Last season the Cannibals lost their consecutive winning streak of five state titles in a row. Reclaiming their title as first at state is the first priority on their agenda. According to Patrick Gonzales, the head speech coach, this season has already been stellar with returning speech and debate students along with excellent freshmen competitors. Gonzales is optimistic about winning state. He said, “In this year particularly we want to win back the PIL title and win the state title. Honestly I think we have the makeup to win the state championship. I know that sounds like a lofty goal, but that’s our goal.”
In addition to that goal, the Cannibals are always working on growing as a team in competitions.
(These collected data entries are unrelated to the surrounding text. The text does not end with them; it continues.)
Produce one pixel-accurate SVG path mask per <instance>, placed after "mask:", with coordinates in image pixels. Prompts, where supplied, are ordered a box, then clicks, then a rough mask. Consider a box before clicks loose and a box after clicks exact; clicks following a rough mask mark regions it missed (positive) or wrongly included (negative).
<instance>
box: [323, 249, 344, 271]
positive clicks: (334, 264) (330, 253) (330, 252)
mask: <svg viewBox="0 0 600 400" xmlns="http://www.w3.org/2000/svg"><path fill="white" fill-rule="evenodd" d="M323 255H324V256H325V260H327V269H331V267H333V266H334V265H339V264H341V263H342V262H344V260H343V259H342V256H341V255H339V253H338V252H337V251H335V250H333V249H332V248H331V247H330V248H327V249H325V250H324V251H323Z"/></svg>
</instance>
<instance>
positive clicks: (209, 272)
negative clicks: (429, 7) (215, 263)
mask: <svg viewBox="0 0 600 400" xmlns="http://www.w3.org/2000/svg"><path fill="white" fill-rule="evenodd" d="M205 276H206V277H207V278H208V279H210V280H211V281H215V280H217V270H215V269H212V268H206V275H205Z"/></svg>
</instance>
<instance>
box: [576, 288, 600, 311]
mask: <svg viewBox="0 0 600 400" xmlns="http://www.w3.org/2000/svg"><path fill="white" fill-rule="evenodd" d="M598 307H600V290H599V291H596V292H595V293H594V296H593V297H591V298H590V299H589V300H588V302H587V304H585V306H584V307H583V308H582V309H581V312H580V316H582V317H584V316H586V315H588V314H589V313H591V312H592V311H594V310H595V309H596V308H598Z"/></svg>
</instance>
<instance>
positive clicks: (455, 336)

Gonzales said, “We always have a bigger goal of just including as many kids as possible, so that’s our yearly goal. [We have] to make sure that we have over a hundred kids give a competitive speech, so we’ve already met that in the first three tournaments. We always try and find a place for every person.”
The varsity debate team has also faced a handful of success so far in the beginning of this season. Quinn Samouilidis and his debate partner Henry Hawking are one of the top parliamentary debate competitors on the Cannibals. They’ve consistently semi-finaled in every single tournament, placing in the top four teams out of 30 to 40 teams in total competing. Samouilidis is currently 33rd in the nation for parliamentary debate rankings.
For Samouilidis, speech and debate is a community that fosters learning and intellect. “What I love is I really enjoy being around an intellectual community,” he said. “A community that always wants to learn more, that wants to strive to just garner more knowledge in general. In speech and debate you have to do that to succeed. There’s just no way to get around it without trying as hard as you can to garner as much knowledge that you can use.”
Samouilidis detailed his and Hawking’s plan for success this season, saying, “My partner and I are already at a pretty high level of success. We got third in the state last year, and so for us, it’s really about refining communication. [W]e have the ideas, we have the arguments, but it’s really about making sure that our communication is good enough for anyone of any skill level to understand.” They are both still working towards nationals this year as well, but don’t have enough points to qualify yet this early in the season.
The competitions are beginning to thin. The next tournament, Clackamas High School, isn’t until Dec. 2., though it won’t be typical. It will be split between two school campuses, Clackamas High School and Cleveland High School. Clackamas will host speech events, and Cleveland will host debate rounds, a first for Cleveland. There will likely be more than a thousand entries for the next tournament.